With the parameters in mind, Trilogy’s growth path has remained steady, according to Barney.

Across all care types Trilogy has historically gravitated toward developing buildings over acquiring facilities, but over time that has changed slightly as each of the four states where they operate have put moratoriums or certificate of need (CON) hurdles in place.

In some instances, when immediately building is not the available option, Barney said Trilogy has used a strategy called “worst to first” where they buy a distressed property to operate for a period of time while building new.

As a former operator herself, Barney prefers developing a property from the ground up rather than taking over an acquisition as changing the processes and reacclimating the staff can take a considerable amount of time — sometimes up to one year.

“From that operations perspective, you build the team with a new building and you build your culture and your systems and your policies, and nobody comes and says, ‘Well that’s not the way we do it,’” she said on the panel.

Trilogy has also expanded into other service lines such as Synchrony Health Services. which includes the following brands under its umbrella: Synchrony Pharmacy, Synchrony Rehabilitation, Synchrony Wellness Pharmacy and Synchrony Lab.

The ancillary services business was originally created in 2019 to boost “clinical excellence” via Trilogy-owned pharmacy, therapy and other clinical services.

‘Thousands of culture officers’

Ultimately scaling business operations don’t happen at the level Trilogy has seen without buy-in of company culture.

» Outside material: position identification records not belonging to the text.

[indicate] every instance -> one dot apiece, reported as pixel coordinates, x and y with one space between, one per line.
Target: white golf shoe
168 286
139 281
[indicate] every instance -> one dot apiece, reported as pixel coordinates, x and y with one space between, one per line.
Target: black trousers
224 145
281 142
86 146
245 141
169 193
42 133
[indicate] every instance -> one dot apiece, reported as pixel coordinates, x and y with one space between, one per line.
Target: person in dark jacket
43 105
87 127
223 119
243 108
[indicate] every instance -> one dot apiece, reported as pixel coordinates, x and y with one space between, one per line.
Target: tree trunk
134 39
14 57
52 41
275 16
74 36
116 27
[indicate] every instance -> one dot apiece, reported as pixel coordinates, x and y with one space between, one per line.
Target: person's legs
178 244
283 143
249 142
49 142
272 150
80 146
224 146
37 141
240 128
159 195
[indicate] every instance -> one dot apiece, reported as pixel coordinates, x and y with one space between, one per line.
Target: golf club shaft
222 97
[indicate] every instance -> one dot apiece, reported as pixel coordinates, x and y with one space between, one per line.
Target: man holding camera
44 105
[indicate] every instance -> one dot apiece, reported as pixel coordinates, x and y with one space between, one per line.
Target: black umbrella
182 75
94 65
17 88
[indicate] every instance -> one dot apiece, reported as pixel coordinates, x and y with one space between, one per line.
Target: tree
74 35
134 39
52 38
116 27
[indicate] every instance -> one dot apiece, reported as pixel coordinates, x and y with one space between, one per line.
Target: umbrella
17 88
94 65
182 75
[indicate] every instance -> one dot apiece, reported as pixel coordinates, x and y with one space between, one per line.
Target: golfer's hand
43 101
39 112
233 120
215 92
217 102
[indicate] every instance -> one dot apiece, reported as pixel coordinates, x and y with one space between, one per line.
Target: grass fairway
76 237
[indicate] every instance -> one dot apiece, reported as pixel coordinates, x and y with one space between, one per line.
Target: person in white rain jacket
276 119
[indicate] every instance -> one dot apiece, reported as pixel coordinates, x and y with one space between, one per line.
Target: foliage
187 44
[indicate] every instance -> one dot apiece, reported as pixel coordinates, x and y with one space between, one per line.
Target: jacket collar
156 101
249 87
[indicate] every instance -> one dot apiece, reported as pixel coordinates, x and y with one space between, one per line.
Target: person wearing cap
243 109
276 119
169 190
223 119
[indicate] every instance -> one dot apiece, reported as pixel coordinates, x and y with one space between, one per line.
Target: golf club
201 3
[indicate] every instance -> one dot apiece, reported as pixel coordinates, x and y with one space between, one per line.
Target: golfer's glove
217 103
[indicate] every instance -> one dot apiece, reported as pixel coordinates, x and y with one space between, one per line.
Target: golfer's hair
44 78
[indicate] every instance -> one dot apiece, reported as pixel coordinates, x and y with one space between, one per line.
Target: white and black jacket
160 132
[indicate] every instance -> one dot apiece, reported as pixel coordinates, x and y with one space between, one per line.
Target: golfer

For Barney, the biggest action item in her role as CEO is to maintain the culture. And that doesn’t come from hiring a single chief culture officer — she has thousands.

“So the biggest piece I think about is you can’t have one person leading the culture of the organization. … I can’t have one chief culture officer, I have thousands of culture officers and you do that by investing in training and education,” she said on the panel.

Trilogy has focused closely on its training and education, both when it comes to clinical skills and other “soft skills.”

“In our business we put a lot of focus on training on the technical skills and competencies, especially from a skilled nursing side that we do, we have a lot of training on clinical competencies. But many organizations do not invest the resources into the soft skills, and those are those cultural components like servant leadership,” she added.